Good governance is the answer

We don’t need a counter-narrative to defeat terrorism

M Ziauddin March 03, 2017
The writer served as Executive Editor of The Express Tribune from 2009 to 2014

We don’t need a counter-narrative to defeat terrorism. Perhaps we don’t even need a surfeit of military campaigns for the purpose. Good governance immediately following one single focused all-compassing military mission, can do the job. But that is what we have been lacking — good governance. And that is the reason why even after so many military campaigns we are still living under constant threat of terrorism.

The basic physical ingredient of good governance is the irreducible minimum governing unit at the grass roots. This is called local government. Powers devolved from the federal government through the 18th Amendment, even after the passage of more than half a decade since have either been denied by the bureaucratic red tape or whatever little that has been devolved has been monopolised by provincial governments.

Lack of local governance system for decades has given rise to exploitative forces that have virtually taken over power at the grass roots. Weak governance and its effects on the quality of services to the people have been denting public trust in the ability of the state and its institutions to deliver which in turn has been conceding moral space to those that use religion to package their militant views.

If the people of a state are living a good life with all the fundamental rights and the basic necessitates secured, they would themselves ensure that their lives are not disrupted by violent ideologies. A state when healthy at the grass roots would also be healthy in its defense and politico-economic outlooks.

However, terrorism has been on the boil in Pakistan for the last 36 years because the country has been suffering from an acute governance crisis since long. People at large have been denied for decades affordable education, affordable health cover, affordable transport and affordable housing. This has led to citizens losing faith in the state and losing as well any sense of belonging to the country. Such people readily embrace ideologies that promise a better life, no matter how militant these appear in nature.

The governance crisis has resulted in the declining public health, illiteracy and poverty creating conditions conducive for the militants to sow their disruptive terror seeds. Another important way to judge the crisis of governance in Pakistan is the weak state institutions and mismanaged state-controlled enterprises. The law enforcement agencies, administrative institutions and judiciary all have been politicised and serve the executive branch like servile minions. And there has always been a rift at some level in civil and military leadership of country. This accounts for a major factor behind the crisis of good governance in Pakistan which comes in shape of clash between the state institutions thus adversely affecting their performance.

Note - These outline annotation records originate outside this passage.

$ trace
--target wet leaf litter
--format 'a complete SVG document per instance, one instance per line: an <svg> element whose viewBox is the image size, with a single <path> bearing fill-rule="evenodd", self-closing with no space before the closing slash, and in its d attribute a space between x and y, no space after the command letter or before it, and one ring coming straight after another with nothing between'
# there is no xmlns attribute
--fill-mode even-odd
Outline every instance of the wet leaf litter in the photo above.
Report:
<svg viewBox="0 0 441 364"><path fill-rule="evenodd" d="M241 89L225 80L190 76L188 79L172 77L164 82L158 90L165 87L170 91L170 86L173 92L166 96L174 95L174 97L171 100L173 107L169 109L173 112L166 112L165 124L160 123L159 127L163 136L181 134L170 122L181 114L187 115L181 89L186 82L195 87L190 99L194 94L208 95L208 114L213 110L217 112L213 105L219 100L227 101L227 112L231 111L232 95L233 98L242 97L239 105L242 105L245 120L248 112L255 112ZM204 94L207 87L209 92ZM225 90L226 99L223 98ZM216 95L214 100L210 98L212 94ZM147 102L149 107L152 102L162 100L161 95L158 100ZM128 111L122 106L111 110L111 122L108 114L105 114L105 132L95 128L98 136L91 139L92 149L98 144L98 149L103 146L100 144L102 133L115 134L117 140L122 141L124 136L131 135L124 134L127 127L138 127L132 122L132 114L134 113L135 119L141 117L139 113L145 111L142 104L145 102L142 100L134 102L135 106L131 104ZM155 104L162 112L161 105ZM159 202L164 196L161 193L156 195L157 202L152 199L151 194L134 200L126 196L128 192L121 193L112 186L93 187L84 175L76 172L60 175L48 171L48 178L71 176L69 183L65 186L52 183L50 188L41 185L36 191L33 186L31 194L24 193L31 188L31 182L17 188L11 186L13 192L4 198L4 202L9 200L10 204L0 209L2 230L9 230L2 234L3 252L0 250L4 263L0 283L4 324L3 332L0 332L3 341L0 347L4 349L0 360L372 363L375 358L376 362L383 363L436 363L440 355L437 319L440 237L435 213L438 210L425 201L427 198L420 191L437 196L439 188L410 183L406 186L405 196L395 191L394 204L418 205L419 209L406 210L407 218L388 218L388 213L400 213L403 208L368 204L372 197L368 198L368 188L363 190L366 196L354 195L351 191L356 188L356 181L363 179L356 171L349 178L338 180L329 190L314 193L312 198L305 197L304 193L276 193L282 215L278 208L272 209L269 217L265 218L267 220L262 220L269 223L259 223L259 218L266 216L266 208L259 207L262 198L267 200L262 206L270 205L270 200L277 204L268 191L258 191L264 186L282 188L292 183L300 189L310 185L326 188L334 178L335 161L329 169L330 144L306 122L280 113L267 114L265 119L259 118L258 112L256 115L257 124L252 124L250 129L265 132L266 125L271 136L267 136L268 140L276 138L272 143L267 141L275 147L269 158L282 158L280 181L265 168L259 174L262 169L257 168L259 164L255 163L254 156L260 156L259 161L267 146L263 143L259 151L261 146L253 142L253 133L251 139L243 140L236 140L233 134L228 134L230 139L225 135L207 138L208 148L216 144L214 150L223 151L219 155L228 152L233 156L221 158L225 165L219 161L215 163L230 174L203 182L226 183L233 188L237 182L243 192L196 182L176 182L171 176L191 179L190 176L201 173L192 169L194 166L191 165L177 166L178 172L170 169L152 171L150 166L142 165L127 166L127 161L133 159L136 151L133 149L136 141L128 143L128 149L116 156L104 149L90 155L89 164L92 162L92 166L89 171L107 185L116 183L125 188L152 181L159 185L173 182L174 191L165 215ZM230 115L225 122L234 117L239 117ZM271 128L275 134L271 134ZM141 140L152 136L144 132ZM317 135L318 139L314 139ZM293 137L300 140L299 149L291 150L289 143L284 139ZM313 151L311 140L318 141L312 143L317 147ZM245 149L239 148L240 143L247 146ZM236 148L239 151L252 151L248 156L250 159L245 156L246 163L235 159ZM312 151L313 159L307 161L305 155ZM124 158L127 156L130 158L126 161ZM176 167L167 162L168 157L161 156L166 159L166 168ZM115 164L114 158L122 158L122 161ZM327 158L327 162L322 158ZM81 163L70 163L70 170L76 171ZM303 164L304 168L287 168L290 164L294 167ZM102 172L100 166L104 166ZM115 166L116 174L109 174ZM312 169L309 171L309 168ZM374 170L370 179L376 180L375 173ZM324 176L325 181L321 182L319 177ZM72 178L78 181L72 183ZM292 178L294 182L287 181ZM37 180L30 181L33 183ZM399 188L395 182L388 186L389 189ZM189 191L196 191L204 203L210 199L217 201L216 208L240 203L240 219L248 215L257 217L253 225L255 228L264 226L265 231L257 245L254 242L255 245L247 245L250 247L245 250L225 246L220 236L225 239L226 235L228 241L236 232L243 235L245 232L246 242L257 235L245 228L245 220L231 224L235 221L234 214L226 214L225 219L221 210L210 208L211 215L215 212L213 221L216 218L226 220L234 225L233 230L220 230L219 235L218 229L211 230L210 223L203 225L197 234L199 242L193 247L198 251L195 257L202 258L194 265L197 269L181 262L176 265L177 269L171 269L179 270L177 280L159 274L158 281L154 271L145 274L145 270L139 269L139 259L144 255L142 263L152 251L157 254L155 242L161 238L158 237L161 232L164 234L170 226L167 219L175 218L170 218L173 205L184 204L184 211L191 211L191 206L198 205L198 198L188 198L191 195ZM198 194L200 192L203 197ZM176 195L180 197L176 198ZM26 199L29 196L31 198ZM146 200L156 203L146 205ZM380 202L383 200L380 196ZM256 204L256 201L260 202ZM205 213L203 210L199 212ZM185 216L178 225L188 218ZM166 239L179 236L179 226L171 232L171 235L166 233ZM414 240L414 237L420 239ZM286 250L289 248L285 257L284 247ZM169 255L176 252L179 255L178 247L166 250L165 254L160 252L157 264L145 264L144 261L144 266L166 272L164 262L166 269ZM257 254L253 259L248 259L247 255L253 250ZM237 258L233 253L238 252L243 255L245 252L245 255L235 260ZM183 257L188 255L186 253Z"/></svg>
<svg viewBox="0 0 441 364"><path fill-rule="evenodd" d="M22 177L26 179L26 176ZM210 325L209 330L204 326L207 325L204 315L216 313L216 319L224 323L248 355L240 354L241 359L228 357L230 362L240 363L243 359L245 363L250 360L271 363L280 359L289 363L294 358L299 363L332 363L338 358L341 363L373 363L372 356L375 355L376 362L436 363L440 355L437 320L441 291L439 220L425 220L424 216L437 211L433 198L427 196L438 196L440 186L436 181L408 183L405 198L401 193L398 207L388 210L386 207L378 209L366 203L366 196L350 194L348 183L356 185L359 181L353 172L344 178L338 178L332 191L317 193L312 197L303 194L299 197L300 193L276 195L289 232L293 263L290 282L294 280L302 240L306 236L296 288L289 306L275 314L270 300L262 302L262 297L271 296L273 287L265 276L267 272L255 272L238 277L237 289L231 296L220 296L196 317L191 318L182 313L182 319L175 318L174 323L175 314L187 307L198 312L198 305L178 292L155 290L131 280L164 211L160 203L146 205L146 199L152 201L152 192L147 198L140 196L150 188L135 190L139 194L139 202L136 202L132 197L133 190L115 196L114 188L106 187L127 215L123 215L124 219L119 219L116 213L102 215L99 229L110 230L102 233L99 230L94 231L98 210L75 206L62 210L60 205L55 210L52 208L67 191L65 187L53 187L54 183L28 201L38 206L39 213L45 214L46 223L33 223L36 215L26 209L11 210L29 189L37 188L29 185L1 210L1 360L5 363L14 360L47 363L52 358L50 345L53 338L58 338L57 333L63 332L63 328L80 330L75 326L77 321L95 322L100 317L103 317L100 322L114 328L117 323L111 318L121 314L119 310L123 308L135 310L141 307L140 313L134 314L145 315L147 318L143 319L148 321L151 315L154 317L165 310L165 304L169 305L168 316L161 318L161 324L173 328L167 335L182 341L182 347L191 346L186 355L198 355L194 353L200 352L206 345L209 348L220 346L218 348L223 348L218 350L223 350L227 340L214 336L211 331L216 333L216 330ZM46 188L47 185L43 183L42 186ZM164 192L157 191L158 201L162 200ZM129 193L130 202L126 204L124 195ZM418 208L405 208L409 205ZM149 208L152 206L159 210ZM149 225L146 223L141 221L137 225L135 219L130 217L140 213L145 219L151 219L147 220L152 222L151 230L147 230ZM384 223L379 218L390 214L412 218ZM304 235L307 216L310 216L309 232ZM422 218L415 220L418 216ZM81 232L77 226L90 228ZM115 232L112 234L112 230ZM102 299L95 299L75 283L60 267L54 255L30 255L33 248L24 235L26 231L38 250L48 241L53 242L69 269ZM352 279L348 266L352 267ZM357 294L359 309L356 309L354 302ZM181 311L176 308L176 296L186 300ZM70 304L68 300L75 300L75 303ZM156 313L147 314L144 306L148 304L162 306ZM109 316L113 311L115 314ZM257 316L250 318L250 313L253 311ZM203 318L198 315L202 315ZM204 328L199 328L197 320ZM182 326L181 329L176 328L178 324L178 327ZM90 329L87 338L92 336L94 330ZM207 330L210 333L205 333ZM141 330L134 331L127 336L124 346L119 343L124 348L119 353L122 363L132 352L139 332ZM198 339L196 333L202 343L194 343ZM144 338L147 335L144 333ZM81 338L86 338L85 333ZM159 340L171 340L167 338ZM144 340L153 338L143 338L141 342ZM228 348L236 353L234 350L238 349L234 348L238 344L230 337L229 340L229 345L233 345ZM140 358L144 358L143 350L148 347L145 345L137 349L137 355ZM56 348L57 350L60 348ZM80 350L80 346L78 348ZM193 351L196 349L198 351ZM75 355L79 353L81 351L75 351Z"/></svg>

While governance was shrinking in Pakistan multiple factors had kept spreading radicalisation which was occurring on three levels. Firstly, among lower income groups, mainly in poorly governed areas including the tribal areas bordering Afghanistan and nearby districts of Khyber-Pakhtunkhwa (K-P), as well as parts of southern Punjab and interior Sindh, where poverty, inequality and loose administrative structures spurred radicalisation and terrorism. Madrassas and networks of militant and sectarian organisations in these areas acted as catalysts, exploiting these factors to further their extremist agendas, leading to radicalisation and sectarian violence.

Secondly, the levels and trends of radicalisation were different in middle-income groups. The drivers of radicalisation in urban and semi urban areas, including central and north Punjab, Karachi and Hyderabad, in Sindh, the settled districts of K-P and Kashmir are mainly political. Thirdly, growing alienation from society is the major driver of radicalisation among upper middle class and the so-called elite in the country.

Above all, the two 10-year long wars that we fought between 1990 and 2001, simultaneously, one on the side of Afghan Taliban against the Northern Alliance and the other on the side of freedom fighters in the Indian held Kashmir with the help of the so-called non-state actors had turned radicalisation into some kind of national phenomenon.

This was the period when governance was gradually conceded to radical elements in areas where the reach of state’s writ was already too inadequate or deliberately withdrawn in places where there was the possibility of clash, to allow radical powers the space they required to set up their own kind of rule which they claimed was Sharia compliant.

Published in The Express Tribune, March 4th, 2017.